Desde o surgimento do PCC em São Paulo, três períodos foram traçados pela pesquisadora. O primeiro, entre 1993 e 2001, foi marcado especialmente pela violência. "Presos decapitados e casos de canibalismos serviram para o PCC conseguir espaço, dizimando grupos rivais", pontua. Como nenhuma autoridade se mantém exclusivamente através da violência, a facção utilizava, também, um discurso ideológico focando o Estado como opressor e inimigo dos presos, promovendo a união da classe.
A segunda fase começou em 2001, quando o grupo deu a primeira demonstração pública de sua existência, promovendo uma rebelião simultânea em 29 unidades prisionais. "Na época, foi a maior rebelião na história mundial. Serviu para deixar claro que o PCC existia, ao contrário do que o Estado negava", afirma Camila.
Entre 2001 e 2006, a facção passou a se mostrar publicamente de forma recorrente e a virar um ator político. Com isso, o Estado buscou agir pela repressão, criando, por exemplo, o Regime Prisional Diferenciado, no qual se procurava identificar os líderes criminais e colocá-los em maior grau de isolamento e restrições de contato com o mundo exterior.

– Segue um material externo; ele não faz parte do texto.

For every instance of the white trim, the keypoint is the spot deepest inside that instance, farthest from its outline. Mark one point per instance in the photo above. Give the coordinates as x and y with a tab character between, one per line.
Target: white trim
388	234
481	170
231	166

A resposta veio em 2006, com uma rebelião ainda maior, em 74 unidades prisionais.
Desde então, ocorre a terceira fase, na qual o PCC está consolidado e age em células sintonizadas entre si, diferentemente do modelo piramidal que seguia anteriormente. A hegemonia fez com que a violência entre facções diminuísse, uma vez que o PCC passou a ser mediador dos conflitos. Essa é a justificativa de Camila para a redução de 70% no número de homicídios em São Paulo em um período de 15 anos. "Não existe outra explicação. Não há política pública que justifique uma queda tão grande, até porque, se o número de homicídios diminuiu tanto, por que não se consegue reduzir a quantidade de roubos?", questiona.

'Governos só querem viabilizar eleições'

Sob a ótica da pesquisadora, os governos só estão interessados em viabilizar as eleições e dar a impressão de que estão fazendo alguma coisa. “Na verdade, não há interesse em debater seriamente e encontrar caminhos alternativos àquilo que já vem sendo feito. Construir mais prisões, pôr mais polícia na rua e transferir detentos para presídios federais, são coisas já feitas há décadas, que não têm resolvido”, aponta.
Uma das saídas para a crise no sistema carcerário experimentadas recentemente pelo governo do Estado é a seleção de presos exclusivamente sem passagem anterior pela prisão e sem relação com facções criminosas para o ingresso no Complexo Prisional de Canoas, que já teve duas de suas quatro unidades parcialmente abertas. A estudiosa não considera, no entanto, que a filtragem seja a solução. “É uma ilusão achar que o Estado consegue fazer essa separação, porque não consegue. Hoje em dia temos muitas pessoas pertencentes às facções que não se declaram como tal e acabam se infiltrando, ocupando as unidades”, avalia.
No Rio Grande do Sul, assim como em outros locais, como a Bahia, o PCC age de forma inteligente, conforme Camila, e não parte para o confronto. “Eles perceberam que aqui teriam dificuldade em chegar e controlar os territórios. Então, preferem fazer acordos e alianças”, salienta. Com estratégias nem sempre violentas, a facção se consagra e se mantém como a maior do Brasil.